The half-life of $$^{198}$$Au is 3 days. If atomic weight of $$^{198}$$Au is 198 g mol$$^{-1}$$, then the activity of 2 mg of $$^{198}$$Au is [in disintegration second$$^{-1}$$]:

We recall the basic relation for any radioactive sample: $$A = \lambda N$$, where $$A$$ is the activity (disintegrations s$$^{-1}$$), $$\lambda$$ is the decay constant, and $$N$$ is the number of radioactive nuclei present.

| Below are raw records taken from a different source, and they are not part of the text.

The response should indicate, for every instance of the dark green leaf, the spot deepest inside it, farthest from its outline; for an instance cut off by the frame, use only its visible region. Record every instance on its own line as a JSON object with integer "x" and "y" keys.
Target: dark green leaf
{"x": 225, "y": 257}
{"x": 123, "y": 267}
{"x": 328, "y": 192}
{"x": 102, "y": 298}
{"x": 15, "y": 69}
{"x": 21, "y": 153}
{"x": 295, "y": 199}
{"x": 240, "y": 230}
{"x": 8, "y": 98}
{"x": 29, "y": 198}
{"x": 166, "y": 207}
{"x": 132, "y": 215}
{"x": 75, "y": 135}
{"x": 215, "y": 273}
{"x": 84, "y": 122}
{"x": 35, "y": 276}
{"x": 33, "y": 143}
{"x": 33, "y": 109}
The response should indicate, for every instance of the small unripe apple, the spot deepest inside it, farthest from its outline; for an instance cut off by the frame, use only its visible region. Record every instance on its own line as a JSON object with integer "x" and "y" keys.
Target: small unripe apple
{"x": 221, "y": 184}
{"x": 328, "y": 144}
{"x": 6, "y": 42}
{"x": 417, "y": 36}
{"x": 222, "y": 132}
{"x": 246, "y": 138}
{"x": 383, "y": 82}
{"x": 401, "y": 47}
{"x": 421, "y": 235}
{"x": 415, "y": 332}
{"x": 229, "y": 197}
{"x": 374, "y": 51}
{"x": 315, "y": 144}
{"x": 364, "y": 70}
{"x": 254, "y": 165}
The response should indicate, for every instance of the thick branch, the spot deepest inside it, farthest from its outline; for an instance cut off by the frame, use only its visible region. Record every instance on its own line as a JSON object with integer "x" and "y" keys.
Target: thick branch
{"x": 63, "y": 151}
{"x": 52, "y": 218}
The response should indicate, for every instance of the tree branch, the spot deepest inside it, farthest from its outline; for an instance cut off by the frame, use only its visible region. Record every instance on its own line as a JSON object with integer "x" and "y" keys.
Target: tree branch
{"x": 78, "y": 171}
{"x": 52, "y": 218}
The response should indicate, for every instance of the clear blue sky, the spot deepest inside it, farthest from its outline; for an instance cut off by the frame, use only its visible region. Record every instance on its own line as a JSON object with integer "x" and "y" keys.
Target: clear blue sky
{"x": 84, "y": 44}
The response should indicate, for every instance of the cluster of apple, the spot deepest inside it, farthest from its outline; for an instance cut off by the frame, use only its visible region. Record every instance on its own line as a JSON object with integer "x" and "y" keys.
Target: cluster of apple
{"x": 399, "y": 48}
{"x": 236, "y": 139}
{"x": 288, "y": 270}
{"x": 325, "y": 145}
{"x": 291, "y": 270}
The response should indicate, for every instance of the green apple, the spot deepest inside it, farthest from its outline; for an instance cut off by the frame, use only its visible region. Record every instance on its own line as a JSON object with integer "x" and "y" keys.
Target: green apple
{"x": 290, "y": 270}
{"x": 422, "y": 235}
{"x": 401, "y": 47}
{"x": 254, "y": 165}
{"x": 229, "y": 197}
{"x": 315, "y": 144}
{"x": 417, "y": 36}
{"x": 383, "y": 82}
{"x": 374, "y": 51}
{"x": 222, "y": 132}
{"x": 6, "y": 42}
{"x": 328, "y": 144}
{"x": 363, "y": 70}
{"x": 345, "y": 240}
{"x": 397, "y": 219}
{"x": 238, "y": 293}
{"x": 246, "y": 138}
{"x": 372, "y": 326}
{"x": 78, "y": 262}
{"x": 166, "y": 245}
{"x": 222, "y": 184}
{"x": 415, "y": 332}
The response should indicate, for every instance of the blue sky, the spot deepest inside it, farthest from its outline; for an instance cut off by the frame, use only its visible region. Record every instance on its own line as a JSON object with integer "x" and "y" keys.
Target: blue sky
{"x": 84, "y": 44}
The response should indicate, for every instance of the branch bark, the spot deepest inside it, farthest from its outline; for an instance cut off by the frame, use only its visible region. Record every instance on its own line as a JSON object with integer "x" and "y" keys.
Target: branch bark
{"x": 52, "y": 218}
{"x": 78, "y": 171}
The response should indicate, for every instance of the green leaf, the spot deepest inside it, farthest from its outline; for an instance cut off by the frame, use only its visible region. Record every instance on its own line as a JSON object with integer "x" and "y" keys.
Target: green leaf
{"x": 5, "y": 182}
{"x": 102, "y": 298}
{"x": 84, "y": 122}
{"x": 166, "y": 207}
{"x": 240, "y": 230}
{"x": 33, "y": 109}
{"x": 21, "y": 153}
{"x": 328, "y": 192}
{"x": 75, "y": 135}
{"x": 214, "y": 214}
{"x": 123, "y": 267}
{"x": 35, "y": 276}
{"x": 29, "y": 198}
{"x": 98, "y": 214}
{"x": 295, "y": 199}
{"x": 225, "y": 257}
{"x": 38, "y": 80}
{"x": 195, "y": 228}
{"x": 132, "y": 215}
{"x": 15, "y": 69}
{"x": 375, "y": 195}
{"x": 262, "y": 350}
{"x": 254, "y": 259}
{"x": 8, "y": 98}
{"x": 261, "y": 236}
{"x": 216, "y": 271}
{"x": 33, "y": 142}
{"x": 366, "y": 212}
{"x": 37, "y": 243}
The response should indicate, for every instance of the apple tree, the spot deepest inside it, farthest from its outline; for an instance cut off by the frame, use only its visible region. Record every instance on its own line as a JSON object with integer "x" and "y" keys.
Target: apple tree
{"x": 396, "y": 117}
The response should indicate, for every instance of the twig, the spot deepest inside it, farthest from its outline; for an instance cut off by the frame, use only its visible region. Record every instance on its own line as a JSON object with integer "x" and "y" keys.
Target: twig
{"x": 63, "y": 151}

First we find $$\lambda$$. For a nuclide with half-life $$t_{1/2}$$, the decay constant is given by the formula $$\lambda = \dfrac{0.693}{t_{1/2}}$$.

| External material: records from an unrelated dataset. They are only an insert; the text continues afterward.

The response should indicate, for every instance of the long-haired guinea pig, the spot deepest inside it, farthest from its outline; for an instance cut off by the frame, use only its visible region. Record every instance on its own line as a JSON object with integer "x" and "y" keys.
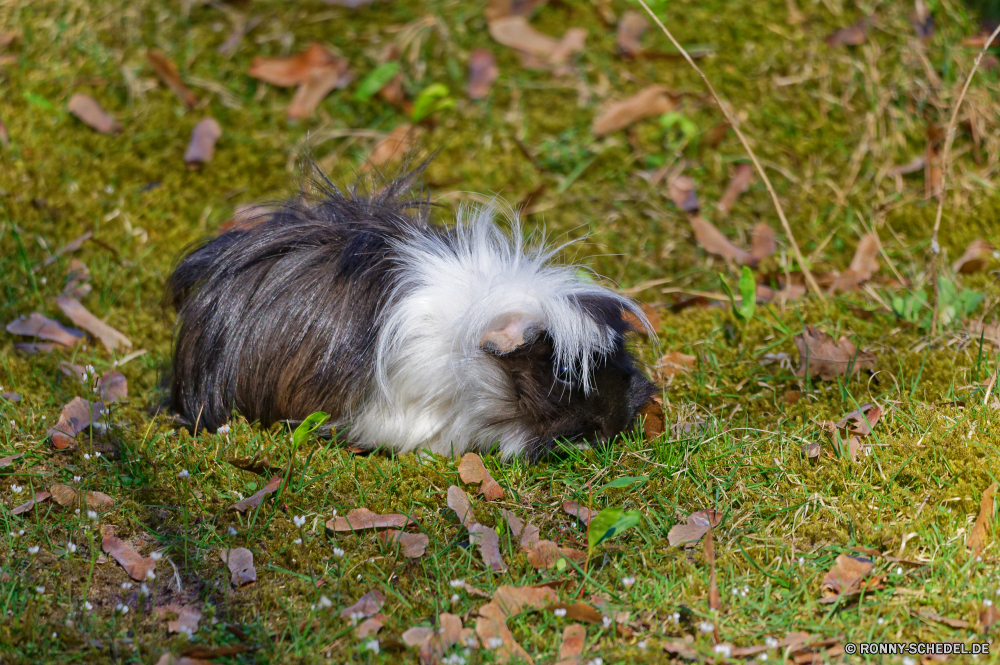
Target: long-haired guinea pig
{"x": 408, "y": 333}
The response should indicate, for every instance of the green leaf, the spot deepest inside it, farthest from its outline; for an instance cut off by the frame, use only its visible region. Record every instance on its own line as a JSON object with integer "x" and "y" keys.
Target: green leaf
{"x": 609, "y": 523}
{"x": 307, "y": 427}
{"x": 376, "y": 80}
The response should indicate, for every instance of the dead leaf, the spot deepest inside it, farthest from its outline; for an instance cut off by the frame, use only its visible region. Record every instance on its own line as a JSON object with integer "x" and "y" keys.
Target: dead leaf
{"x": 319, "y": 83}
{"x": 240, "y": 563}
{"x": 362, "y": 518}
{"x": 650, "y": 101}
{"x": 75, "y": 417}
{"x": 43, "y": 327}
{"x": 88, "y": 111}
{"x": 853, "y": 35}
{"x": 25, "y": 507}
{"x": 293, "y": 70}
{"x": 471, "y": 470}
{"x": 368, "y": 605}
{"x": 414, "y": 544}
{"x": 698, "y": 524}
{"x": 739, "y": 183}
{"x": 79, "y": 315}
{"x": 976, "y": 255}
{"x": 255, "y": 500}
{"x": 574, "y": 509}
{"x": 983, "y": 526}
{"x": 137, "y": 567}
{"x": 112, "y": 386}
{"x": 820, "y": 356}
{"x": 571, "y": 649}
{"x": 482, "y": 73}
{"x": 201, "y": 148}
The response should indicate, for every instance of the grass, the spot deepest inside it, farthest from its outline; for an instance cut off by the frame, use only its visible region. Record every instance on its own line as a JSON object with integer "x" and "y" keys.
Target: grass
{"x": 828, "y": 124}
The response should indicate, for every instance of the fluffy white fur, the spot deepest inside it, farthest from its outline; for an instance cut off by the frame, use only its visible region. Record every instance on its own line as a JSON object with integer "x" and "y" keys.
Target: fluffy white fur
{"x": 435, "y": 386}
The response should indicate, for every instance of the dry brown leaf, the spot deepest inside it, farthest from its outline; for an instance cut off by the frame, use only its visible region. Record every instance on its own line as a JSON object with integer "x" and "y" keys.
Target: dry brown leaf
{"x": 739, "y": 183}
{"x": 571, "y": 649}
{"x": 294, "y": 70}
{"x": 240, "y": 563}
{"x": 983, "y": 526}
{"x": 255, "y": 500}
{"x": 168, "y": 73}
{"x": 25, "y": 507}
{"x": 91, "y": 114}
{"x": 112, "y": 387}
{"x": 391, "y": 147}
{"x": 319, "y": 83}
{"x": 368, "y": 605}
{"x": 820, "y": 356}
{"x": 137, "y": 567}
{"x": 201, "y": 148}
{"x": 976, "y": 255}
{"x": 482, "y": 73}
{"x": 650, "y": 101}
{"x": 79, "y": 315}
{"x": 43, "y": 327}
{"x": 631, "y": 27}
{"x": 574, "y": 509}
{"x": 414, "y": 544}
{"x": 75, "y": 417}
{"x": 698, "y": 524}
{"x": 362, "y": 518}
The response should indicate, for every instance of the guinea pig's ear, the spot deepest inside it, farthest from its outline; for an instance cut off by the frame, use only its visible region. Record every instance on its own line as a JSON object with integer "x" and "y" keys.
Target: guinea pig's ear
{"x": 509, "y": 333}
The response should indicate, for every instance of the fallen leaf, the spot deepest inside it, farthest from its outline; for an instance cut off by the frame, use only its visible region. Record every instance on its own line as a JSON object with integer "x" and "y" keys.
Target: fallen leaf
{"x": 201, "y": 148}
{"x": 574, "y": 509}
{"x": 42, "y": 327}
{"x": 240, "y": 563}
{"x": 650, "y": 101}
{"x": 137, "y": 567}
{"x": 362, "y": 518}
{"x": 186, "y": 621}
{"x": 320, "y": 82}
{"x": 414, "y": 544}
{"x": 25, "y": 507}
{"x": 820, "y": 356}
{"x": 88, "y": 111}
{"x": 368, "y": 605}
{"x": 571, "y": 649}
{"x": 698, "y": 524}
{"x": 255, "y": 500}
{"x": 976, "y": 255}
{"x": 471, "y": 470}
{"x": 168, "y": 73}
{"x": 482, "y": 73}
{"x": 112, "y": 386}
{"x": 293, "y": 70}
{"x": 863, "y": 265}
{"x": 982, "y": 528}
{"x": 79, "y": 315}
{"x": 853, "y": 35}
{"x": 631, "y": 27}
{"x": 739, "y": 183}
{"x": 75, "y": 417}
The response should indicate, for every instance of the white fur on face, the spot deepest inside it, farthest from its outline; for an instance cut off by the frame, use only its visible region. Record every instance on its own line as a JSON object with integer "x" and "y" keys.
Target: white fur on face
{"x": 435, "y": 386}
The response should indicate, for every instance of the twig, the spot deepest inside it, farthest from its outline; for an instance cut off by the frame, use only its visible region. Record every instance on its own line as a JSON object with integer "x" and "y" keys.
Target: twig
{"x": 948, "y": 138}
{"x": 746, "y": 145}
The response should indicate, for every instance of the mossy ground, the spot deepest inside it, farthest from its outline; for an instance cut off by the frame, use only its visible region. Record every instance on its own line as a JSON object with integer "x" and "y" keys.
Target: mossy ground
{"x": 828, "y": 123}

The half-life of $$^{198}\text{Au}$$ is 3 days. Converting this to seconds, we have

$$t_{1/2} = 3 \text{ days} \times 24 \text{ h day}^{-1} \times 3600 \text{ s h}^{-1} = 3 \times 24 \times 3600 = 259\,200 \text{ s}.$$

So,

$$\lambda = \dfrac{0.693}{259\,200} \text{ s}^{-1}.$$

Carrying out the division,

$$\lambda = 2.673 \times 10^{-6} \text{ s}^{-1}.$$

Now we calculate $$N$$, the number of atoms in 2 mg of $$^{198}\text{Au}$$. The molar mass is 198 g mol$$^{-1}$$, so

$$\text{Moles of } ^{198}\text{Au} = \dfrac{0.002 \text{ g}}{198 \text{ g mol}^{-1}} = 1.010 \times 10^{-5} \text{ mol}.$$

Using Avogadro’s number $$N_A = 6.022 \times 10^{23} \text{ mol}^{-1}$$, the number of atoms is

$$N = 1.010 \times 10^{-5} \text{ mol} \times 6.022 \times 10^{23} \text{ atoms mol}^{-1}.$$

Multiplying,

$$N = 6.084 \times 10^{18} \text{ atoms}.$$

Now substitute $$\lambda$$ and $$N$$ into $$A = \lambda N$$:

$$A = (2.673 \times 10^{-6} \text{ s}^{-1})(6.084 \times 10^{18})$$

$$\;\; = 16.28 \times 10^{12} \text{ s}^{-1}.$$

Rounding to the same number of significant figures as the options,

$$A \approx 16.18 \times 10^{12} \text{ disintegrations s}^{-1}.$$

Hence, the correct answer is Option D.